“Barely sweet enough to keep, then!”
“I think I could have felt to it like poor Flitch, the flyman, who was the finder.”
“If you are conscious of these temptations to appropriate what is not your own, you should quit the neighbourhood.”
“And do it elsewhere? But that’s not virtuous counsel.”
“And I’m not counselling in the interests of your virtue, Colonel De Craye.”
“And I dared for a moment to hope that you were, ma’am,” he said, ruefully drooping.
They were close to the dining-room window, and Mrs Mountstuart preferred the terminating of a dialogue that did not promise to leave her features the austerely iron cast with which she had commenced it. She was under the spell of gratitude for his behaviour yesterday evening at her dinner-table; she could not be very severe.
ANIMATED CONVERSATION AT A LUNCHEON-TABLE
Vernon was crossing the hall to the dining-room as Mrs Mountstuart stepped in. She called to him: “Are the champions reconciled?”
He replied: “Hardly that, but they have consented to meet at an altar to offer up a victim to the gods in the shape of modern poetic imitations of the classical.”
“That seems innocent enough. The Professor has not been anxious about his chest?”
“He recollects his cough now and then.”
“You must help him to forget it.”
“Lady Busshe and Lady Culmer are here,” said Vernon, not supposing it to be a grave announcement until the effect of it on Mrs. Mountstuart admonished him.
She dropped her voice: “Engage my fair friend for one of your walks the moment we rise from table. You may have to rescue her; but do. I mean it.”
“She’s a capital walker.” Vernon remarked in simpleton style.
“There’s no necessity for any of your pedestrian feats,” Mrs Mountstuart said, and let him go, turning to Colonel De Craye to pronounce an encomium on him: “The most open-minded man I know! Warranted to do perpetual service, and no mischief. If you were all . . . instead of catching at every prize you covet! Yes, you would have your reward for unselfishness, I assure you. Yes, and where you seek it! That is what none of you men will believe.”

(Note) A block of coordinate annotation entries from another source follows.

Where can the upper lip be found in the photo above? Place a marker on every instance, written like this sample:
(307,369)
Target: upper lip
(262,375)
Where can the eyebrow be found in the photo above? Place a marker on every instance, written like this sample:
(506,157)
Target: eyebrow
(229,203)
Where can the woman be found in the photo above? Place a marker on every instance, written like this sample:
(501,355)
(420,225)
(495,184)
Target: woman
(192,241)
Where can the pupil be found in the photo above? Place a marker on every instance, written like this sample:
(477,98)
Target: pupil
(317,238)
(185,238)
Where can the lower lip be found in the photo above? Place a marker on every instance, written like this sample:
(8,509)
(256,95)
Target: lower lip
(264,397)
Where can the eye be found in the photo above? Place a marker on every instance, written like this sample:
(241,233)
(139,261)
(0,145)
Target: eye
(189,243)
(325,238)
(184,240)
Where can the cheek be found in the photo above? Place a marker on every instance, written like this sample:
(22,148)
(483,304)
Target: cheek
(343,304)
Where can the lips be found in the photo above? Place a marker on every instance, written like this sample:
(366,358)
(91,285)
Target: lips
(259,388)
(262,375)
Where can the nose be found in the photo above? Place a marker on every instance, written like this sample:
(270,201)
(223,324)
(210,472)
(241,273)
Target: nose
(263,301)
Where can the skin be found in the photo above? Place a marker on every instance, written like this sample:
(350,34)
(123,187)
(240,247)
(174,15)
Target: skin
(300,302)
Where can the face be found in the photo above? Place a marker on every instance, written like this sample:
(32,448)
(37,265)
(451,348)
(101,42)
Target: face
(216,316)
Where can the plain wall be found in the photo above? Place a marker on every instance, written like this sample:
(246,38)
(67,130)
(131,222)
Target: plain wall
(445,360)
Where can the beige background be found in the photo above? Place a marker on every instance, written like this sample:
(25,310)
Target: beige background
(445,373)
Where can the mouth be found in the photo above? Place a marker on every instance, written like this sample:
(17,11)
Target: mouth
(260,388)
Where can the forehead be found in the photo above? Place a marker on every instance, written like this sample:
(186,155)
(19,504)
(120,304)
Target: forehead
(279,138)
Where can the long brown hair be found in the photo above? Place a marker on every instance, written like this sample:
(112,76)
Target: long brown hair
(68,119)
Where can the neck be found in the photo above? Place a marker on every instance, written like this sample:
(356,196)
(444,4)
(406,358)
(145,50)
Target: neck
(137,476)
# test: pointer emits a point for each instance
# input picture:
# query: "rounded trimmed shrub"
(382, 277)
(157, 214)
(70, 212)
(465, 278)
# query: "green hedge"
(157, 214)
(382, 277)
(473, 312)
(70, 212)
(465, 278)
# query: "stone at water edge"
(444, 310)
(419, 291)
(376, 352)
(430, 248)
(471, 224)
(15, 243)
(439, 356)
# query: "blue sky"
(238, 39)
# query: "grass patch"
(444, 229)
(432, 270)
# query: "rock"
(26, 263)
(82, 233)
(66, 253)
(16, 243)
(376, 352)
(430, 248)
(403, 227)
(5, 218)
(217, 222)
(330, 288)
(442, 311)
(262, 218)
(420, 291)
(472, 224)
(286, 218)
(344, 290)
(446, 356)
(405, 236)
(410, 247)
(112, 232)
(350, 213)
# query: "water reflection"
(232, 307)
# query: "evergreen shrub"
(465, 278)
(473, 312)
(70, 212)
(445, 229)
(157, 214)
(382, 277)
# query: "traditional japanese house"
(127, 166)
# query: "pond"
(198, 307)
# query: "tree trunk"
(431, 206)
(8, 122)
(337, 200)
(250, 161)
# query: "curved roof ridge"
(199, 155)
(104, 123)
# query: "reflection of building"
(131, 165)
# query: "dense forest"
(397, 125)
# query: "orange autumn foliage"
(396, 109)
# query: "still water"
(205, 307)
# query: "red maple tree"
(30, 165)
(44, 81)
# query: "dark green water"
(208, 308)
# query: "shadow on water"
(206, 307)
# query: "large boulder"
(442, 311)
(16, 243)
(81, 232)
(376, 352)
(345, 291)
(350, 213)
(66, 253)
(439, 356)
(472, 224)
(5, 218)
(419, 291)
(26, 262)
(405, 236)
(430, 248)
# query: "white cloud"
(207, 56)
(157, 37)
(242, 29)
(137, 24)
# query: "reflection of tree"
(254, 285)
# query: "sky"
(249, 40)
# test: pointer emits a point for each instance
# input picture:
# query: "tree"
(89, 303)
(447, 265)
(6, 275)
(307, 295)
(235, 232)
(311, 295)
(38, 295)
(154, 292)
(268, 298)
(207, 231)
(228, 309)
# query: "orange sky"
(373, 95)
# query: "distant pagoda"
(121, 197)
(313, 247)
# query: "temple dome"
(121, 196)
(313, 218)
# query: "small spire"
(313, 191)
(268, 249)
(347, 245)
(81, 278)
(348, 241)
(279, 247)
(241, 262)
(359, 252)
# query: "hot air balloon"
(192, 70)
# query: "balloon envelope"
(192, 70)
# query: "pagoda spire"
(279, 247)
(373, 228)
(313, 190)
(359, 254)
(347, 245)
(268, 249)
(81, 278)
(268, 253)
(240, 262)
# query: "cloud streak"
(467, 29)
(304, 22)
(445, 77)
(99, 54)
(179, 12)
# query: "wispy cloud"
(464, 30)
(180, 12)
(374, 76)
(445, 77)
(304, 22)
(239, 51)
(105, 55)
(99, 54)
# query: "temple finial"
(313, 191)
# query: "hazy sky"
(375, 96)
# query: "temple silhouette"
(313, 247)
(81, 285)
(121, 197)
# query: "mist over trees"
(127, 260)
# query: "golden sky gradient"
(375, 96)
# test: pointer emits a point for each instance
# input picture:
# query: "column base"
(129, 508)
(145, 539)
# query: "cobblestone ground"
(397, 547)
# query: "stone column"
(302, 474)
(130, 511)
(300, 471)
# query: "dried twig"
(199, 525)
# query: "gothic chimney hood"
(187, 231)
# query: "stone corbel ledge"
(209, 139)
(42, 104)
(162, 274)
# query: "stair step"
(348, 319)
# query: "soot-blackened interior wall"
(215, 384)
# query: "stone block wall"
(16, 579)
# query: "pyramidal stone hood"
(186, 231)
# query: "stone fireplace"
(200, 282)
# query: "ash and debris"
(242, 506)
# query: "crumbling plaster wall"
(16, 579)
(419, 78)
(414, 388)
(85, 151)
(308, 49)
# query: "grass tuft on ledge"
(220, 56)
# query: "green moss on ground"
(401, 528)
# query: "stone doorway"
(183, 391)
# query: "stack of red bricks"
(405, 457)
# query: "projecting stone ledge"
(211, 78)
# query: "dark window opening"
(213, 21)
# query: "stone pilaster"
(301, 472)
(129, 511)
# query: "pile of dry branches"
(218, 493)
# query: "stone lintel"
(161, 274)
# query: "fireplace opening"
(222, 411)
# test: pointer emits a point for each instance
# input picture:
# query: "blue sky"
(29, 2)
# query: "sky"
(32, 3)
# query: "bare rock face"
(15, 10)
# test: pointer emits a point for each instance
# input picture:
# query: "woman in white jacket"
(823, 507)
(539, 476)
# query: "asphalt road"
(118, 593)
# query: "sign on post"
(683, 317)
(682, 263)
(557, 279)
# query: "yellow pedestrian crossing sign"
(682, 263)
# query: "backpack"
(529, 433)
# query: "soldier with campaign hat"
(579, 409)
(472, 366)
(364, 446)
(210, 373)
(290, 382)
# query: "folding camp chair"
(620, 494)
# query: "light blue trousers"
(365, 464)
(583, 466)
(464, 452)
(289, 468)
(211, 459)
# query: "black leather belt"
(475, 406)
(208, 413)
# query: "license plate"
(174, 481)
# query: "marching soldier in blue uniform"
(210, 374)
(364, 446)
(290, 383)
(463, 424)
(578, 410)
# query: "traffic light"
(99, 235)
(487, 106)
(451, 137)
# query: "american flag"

“When you behold me in your own livery!” cried the colonel.
“Do I?” said she, dallying with a half-formed design to be confidential. “How is it one is always tempted to address you in the language of innuendo? I can’t guess.”
“Except that as a dog doesn’t comprehend good English we naturally talk bad to him.”
The great lady was tickled. Who could help being amused by this man? And after all, if her fair Middleton chose to be a fool there could be no gainsaying her, sorry though poor Sir Willoughby’s friends must feel for him.
She tried not to smile.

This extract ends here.